Pub Life

Back when I first visited the British Isles, one of my favorite things were the pubs. Today, some thirty years later, one of my favorite things are still the pubs. Now, back in the day, I’d hang out at whatever pub was closest to the cheap tourist hotel I could not really afford. I didn’t care what kind of pub it was, or how old it was, or whether it was completely overrun with other American tourists. It didn’t matter, because all I wanted to do was absorb the atmosphere, have a few pints, and then a few more, and at some point, shortly after eleven, stagger back to the hotel, singing ‘Rule Britannia”. And I didn’t even know the words.

Things have changed, as they inevitably do after all these years, what with the baldness, the sagging body parts and the inability of an older and less robust body to process obscene amounts of bitter. But, enough about my brother. Now pubs stay open later, and they aren’t closed through the afternoon, to reopen in the early evening. Smokers have to stand outside in the cold and the rain, about which I cannot find an appropriate comment. Many of the pubs are parts of chains, which have standardized things a lot, and not necessarily for the better. Still, even a chain pub is better than the vast majority of soul-destroying places you go to imbibe a beer  in the US, and yes, I am looking at you Hooters.

We’ve been spreading ourselves around a bit lately, refusing to commit to any particular pub, keeping our options open. We have a plethora of old pubs in the immediate area that are just a hop, skip and a jump away (oh, bliss!). There’s the Ye Olde Watling, supposedly one of the first buildings rebuilt after the Great Fire of 1666, for the hale fellows who would be rebuilding the hundred or so churches in the City destroyed by the Fire. Then there’s Williamson’s Tavern, which used to be the abode of the Lord Mayors of the City of London. A brilliant piece of repurposing, if you ask me. We also like the Golden Fleece, which doesn’t seem to have any actual history associated with it, though, if experience is any guide, Dickens probably drank there. Much like the old saw of ‘Washington slept here’ in the former colonies, here in London, it’s ‘Dickens drank (or ate) here’. Honestly, I have no idea how the man got any writing done, every pub and restaurant in the city seems to claim he was a regular patron.

We’ve just discovered a new pub, which might be Mary’s personal favorite. The Blackfriar is something like six or seven blocks to the west, an unconscionable distance to walk in LA for instance, but here it’s just a bit of a stroll, and always well worth it, if there’s a good pub at the end. Mary believes the décor dates from the Aesthetic Movement era, which she tells me is the British equivalent of Arts and Crafts, so see, I do pay attention sometimes. Mary thrives on this stuff. I thrive on pints of bitter, so everyone gets what they want, a happy marriage.
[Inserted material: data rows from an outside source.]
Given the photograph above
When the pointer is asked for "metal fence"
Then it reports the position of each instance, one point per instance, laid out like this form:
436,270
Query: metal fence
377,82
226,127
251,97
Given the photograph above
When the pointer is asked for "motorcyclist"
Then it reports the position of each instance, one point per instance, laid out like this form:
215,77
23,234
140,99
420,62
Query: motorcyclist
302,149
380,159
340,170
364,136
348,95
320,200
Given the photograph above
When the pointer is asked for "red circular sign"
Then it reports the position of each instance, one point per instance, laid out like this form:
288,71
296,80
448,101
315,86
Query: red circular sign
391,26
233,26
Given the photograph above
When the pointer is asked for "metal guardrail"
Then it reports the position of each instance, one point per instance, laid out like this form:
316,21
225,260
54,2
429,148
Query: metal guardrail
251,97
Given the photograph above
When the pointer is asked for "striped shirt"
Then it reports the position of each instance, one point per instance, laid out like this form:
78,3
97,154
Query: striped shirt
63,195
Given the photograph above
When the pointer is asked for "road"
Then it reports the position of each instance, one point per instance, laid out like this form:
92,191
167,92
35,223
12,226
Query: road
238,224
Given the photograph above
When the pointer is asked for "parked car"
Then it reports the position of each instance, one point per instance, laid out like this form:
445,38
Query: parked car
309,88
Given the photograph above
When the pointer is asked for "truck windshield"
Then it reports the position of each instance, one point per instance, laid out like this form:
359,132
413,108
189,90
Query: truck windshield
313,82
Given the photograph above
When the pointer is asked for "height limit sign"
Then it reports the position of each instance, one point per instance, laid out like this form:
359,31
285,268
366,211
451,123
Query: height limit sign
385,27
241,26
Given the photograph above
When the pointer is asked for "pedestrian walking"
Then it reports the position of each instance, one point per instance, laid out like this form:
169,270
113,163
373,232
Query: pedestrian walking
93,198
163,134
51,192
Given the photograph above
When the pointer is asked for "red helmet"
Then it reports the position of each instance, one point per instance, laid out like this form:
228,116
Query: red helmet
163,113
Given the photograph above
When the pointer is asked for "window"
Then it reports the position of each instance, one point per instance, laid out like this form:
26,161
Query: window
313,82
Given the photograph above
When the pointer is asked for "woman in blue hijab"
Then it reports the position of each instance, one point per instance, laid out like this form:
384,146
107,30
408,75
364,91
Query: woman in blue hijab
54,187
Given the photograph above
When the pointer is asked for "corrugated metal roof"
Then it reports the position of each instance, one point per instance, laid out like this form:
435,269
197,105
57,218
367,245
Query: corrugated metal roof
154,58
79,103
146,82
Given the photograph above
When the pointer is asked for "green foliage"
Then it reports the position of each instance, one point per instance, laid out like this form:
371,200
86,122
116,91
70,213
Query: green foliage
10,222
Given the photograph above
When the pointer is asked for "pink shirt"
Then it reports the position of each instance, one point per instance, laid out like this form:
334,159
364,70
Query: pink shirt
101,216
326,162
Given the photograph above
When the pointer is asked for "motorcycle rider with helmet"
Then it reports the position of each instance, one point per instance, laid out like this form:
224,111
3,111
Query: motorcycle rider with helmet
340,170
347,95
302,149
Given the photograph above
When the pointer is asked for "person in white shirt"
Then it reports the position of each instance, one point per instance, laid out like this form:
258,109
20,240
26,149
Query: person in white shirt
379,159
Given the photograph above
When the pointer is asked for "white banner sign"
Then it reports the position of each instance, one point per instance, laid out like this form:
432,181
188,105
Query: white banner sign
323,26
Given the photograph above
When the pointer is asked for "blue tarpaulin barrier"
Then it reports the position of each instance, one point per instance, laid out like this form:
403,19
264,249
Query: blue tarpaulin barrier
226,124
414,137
So, we’re having a good time. Pretty much avoided all the election ads, robocalls and mailers back in the States, and not regretting that in the least. We mailed in absentee ballots so we did our civic duty. Now Colorado has legalized pot and we’re stuck in this drizzly, gloomy hellhole for the next couple of months, doomed to drink all of our beer at temperatures just south of the room temperature, while everyone in the Rockies is stocking up on Cheetos.